È necessario monitorare attentamente i pazienti per la comparsa di sintomi di emorragia, compresa l’emorragia occultata, specialmente nelle prime settimane di trattamento e/o dopo procedure invasive cardiache o interventi chirurgici. L’uso concomitante di clopidogrel con anticoagulanti orali non è raccomandato poiché può aumentare l’intensità dell’emorragia (vedere la sezione «Interazioni con altri medicinali ed altre forme di interazione»).
In caso di intervento chirurgico programmato, quando l’effetto antiaggregante è temporaneamente indesiderato, il trattamento con clopidogrel deve essere interrotto 7 giorni prima dell’intervento. I pazienti devono informare il medico (incluso il dentista) che stanno assumendo clopidogrel prima di qualsiasi intervento chirurgico o prima di assumere un nuovo medicinale. Il clopidogrel prolunga il tempo di sanguinamento, pertanto deve essere usato con cautela nei pazienti con aumentato rischio di emorragia (in particolare gastrointestinale e intraoculare).
I pazienti devono essere avvertiti che durante il trattamento con clopidogrel (da solo o in associazione con ASA) l’emorragia può arrestarsi più tardi rispetto al normale e che devono informare il medico di qualsiasi episodio di emorragia insolita (per sede o durata).
L’assunzione di una dose di carico di 600 mg di clopidogrel non è raccomandata nei pazienti con sindrome coronarica acuta senza elevazione del tratto ST e di età ≥ 75 anni, a causa dell’aumentato rischio di emorragia in questo gruppo.
A causa dei dati clinici limitati nei pazienti di età ≥ 75 anni con sindrome coronarica acuta con elevazione del tratto ST (STEMI) che hanno ricevuto angioplastica coronarica primaria e con aumentato rischio di emorragia, l’uso di una dose di carico di 600 mg di clopidogrel in questi pazienti deve essere considerato solo dopo una valutazione individuale del rischio di emorragia da parte del medico.

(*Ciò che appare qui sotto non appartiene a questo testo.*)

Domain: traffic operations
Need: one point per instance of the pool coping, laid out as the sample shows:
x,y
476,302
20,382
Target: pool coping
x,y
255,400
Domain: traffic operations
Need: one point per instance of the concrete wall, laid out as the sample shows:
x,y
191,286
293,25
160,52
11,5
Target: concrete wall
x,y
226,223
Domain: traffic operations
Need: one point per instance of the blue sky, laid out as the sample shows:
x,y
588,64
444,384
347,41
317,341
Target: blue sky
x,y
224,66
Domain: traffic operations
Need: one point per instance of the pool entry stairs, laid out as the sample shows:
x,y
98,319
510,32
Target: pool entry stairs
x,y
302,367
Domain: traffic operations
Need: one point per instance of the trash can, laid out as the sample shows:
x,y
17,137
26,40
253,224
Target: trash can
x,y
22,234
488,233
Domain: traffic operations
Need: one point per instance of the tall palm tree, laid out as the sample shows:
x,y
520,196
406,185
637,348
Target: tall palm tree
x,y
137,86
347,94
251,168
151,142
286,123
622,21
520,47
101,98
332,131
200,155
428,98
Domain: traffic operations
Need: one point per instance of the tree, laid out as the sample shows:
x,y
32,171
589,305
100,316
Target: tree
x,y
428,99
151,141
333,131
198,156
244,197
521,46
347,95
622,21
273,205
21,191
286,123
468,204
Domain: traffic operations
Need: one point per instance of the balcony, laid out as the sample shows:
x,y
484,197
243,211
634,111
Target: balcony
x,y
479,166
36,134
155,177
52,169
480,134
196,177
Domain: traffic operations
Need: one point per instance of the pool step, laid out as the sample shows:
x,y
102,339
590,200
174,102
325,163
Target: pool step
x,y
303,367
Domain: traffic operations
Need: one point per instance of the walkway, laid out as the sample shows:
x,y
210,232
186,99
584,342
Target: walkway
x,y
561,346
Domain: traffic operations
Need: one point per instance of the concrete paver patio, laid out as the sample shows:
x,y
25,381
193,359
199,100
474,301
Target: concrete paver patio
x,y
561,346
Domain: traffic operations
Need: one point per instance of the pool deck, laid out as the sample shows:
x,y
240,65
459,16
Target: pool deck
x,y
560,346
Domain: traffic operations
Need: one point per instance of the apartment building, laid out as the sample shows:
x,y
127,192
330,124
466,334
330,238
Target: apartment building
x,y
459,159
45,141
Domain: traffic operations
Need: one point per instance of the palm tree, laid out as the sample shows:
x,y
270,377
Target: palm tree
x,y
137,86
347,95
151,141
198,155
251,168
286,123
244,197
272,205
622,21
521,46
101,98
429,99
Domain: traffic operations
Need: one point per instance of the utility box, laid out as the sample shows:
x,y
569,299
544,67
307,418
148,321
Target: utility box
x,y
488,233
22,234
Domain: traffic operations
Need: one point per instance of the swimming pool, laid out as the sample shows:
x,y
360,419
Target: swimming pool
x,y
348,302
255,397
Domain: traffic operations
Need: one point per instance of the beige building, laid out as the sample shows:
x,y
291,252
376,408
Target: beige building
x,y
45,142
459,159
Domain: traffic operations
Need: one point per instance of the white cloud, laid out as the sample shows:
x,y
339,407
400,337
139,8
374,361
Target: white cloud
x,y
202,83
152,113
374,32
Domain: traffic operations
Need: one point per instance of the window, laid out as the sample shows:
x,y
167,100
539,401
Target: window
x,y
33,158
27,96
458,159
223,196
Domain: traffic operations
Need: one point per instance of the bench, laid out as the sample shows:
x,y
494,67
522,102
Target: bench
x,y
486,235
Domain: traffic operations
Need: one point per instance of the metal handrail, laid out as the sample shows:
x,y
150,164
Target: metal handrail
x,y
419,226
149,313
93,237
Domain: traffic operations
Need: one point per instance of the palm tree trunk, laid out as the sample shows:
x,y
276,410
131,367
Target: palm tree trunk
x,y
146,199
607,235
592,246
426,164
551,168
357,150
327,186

Trombocitopenia trombotica trombotica (TTP). Molto raramente sono stati riportati casi di trombocitopenia trombotica trombotica (TTP) dopo l’assunzione di clopidogrel, talvolta anche dopo un breve periodo di trattamento. La TTP si manifesta con trombocitopenia e anemia emolitica microangiopatica associata a sintomi neurologici, disfunzione renale o febbre. La TTP è una condizione potenzialmente letale che richiede un trattamento immediato, compresa la plasmaferesi.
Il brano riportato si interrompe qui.